Con il licenziamento improvviso di Maurene Comey, figlia dell’ex direttore dell’FBI James Comey e assistente procuratore federale coinvolta nel team che stava istruendo il processo a Jeffrey Epstein, si è sgretolato l’ultimo strato di credibilità istituzionale intorno al caso.
Il Dipartimento di Giustizia, pur dichiarando di voler chiudere il capitolo, ha innescato un boomerang politico che ora minaccia di colpire in pieno la presidenza Trump. Non perché ci siano nuove prove contro di lui, ma perché le omissioni, i silenzi, le versioni contraddittorie e l’evidente imbarazzo hanno demolito la narrativa che lo aveva reso intoccabile agli occhi dei suoi fedelissimi.
Jeffrey Epstein, icona dell’abuso impunito e del privilegio corrotto, rappresentava per l’universo MAGA la quintessenza del “nemico”. Il simbolo di un’élite deviata, nascosta nelle stanze del potere liberal, finanziata da Soros, protetta dai Clinton, mascherata da filantropia e manovrata dal Deep State. Per anni, Trump ha alimentato queste suggestioni senza mai doverle dimostrare, lasciando che la macchina dell’indignazione che lui aveva abilmente avviato le trasformasse in verità alternative.
Ma adesso tutto si è capovolto. La macchina si è rovesciata su se stessa. E ha travolto lui.
Il licenziamento di Maureen Comey, inquirente fino a oggi in apparenza insospettabile, dà corpo all’ipotesi che qualcosa di rilevante sia stato rimosso, epurato, forse insabbiato. Il fatto che l’annuncio sia arrivato in contemporanea con la chiusura dell’indagine da parte del Dipartimento di Giustizia, che ha escluso l’esistenza della “lista degli amici”, ha alimentato l’idea che una verità scomoda sia stata deliberatamente soffocata. E che a farlo sia stato proprio quel governo che per anni aveva promesso di abbattere il sistema dall’interno.
Per i seguaci di QAnon, il corto circuito è devastante. Se Trump non è il “salvatore” che combatte segretamente la cabala dei pedofili, se è lui stesso ad archiviare Epstein, se è la sua amministrazione a smentire l’esistenza della lista, se la sua procuratrice generale Pam Bondi scompare nel nulla dopo aver mostrato faldoni vuoti… allora tutto il mito cade.

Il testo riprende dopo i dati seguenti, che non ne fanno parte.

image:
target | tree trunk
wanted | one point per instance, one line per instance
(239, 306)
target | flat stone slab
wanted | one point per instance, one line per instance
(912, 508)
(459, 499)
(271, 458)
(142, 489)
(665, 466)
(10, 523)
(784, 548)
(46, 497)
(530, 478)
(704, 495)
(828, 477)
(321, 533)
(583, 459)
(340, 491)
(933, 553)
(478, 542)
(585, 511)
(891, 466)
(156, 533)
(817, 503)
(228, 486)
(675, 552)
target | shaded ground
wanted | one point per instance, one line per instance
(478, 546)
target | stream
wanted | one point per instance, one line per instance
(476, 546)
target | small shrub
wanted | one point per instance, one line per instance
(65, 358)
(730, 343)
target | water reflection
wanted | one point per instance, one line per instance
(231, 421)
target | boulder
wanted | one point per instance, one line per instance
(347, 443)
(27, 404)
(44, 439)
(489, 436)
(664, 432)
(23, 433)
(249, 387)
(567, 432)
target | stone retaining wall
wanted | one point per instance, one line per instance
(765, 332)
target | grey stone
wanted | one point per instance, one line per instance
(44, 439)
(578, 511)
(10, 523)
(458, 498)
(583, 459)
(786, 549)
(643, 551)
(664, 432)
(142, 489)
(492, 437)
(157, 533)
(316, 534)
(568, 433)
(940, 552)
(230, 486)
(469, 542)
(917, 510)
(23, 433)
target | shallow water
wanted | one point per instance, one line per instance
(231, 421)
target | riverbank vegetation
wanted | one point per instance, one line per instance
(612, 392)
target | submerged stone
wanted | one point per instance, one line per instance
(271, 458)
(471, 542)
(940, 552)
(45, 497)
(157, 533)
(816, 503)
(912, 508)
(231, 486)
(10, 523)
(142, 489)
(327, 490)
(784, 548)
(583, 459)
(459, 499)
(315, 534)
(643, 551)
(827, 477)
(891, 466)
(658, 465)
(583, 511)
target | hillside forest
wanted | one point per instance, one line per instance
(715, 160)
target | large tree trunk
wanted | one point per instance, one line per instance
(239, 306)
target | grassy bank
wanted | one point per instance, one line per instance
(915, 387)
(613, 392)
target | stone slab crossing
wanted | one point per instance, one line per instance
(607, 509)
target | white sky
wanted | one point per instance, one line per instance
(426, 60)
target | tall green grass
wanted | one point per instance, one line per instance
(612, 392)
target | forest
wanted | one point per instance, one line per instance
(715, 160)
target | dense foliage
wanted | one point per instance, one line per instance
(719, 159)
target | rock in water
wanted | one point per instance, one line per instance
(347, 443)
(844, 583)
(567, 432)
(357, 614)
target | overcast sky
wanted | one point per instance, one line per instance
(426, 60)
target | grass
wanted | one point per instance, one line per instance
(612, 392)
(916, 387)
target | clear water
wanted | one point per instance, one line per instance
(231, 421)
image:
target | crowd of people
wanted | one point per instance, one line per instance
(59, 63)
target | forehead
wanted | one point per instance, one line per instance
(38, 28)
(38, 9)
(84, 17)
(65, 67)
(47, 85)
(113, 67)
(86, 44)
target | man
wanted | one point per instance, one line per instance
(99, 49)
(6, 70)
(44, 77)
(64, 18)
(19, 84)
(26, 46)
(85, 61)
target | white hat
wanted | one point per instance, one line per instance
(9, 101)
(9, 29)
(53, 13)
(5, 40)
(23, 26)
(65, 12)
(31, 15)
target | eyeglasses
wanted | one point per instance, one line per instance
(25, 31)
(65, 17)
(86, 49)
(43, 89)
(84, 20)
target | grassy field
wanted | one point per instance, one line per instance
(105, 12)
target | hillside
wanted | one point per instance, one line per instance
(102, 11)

E se il mito cade, cosa resta?
Resta un presidente che insulta i suoi stessi sostenitori, li accusa di credere alle “stronzate” dei democratici, li zittisce con rabbia perché osano ricordargli le sue promesse. Resta un leader che ordina ai media conservatori di smettere di parlare del caso, che definisce Epstein “un verme di cui non vale la pena discutere” e che cancella con un post la più potente narrazione costruita attorno alla sua figura.
Il problema non è tanto quello che Trump ha fatto o non ha fatto con Epstein, ma che non riesca più a controllare la sua stessa leggenda. Le teorie del complotto, finché servivano a colpire i Clinton, Obama, Hollywood, funzionavano. Ora che mostrano crepe, ora che lo coinvolgono anche solo per omissione o ambiguità, sono diventate un peso ingestibile.
Questa volta non ci sono “cacciatori di streghe”, nessun Robert Mueller, nessun Jack Smith, nessun procuratore democratico da demonizzare. Questo scandalo nasce e muore interamente all’interno del trumpismo. È, come pochi altri casi, una ferita autoinflitta. E il fatto che Trump non sappia come reagire, oscillando tra negazione, rabbia e silenzio, è il segnale più evidente che sta perdendo il controllo della sua stessa narrativa.
Nessun politico può sopravvivere se viene messo in dubbio il racconto su cui ha costruito il consenso degli elettori. E se Epstein rappresenta il momento in cui la fantasia del “giustiziere contro il sistema” si dissolve nel realismo di un presidente che difende le stesse nebulose opacità che un tempo denunciava, allora per Trump questo non è solo uno scandalo. È una resa. Una resa narrativa, simbolica e forse anche politica.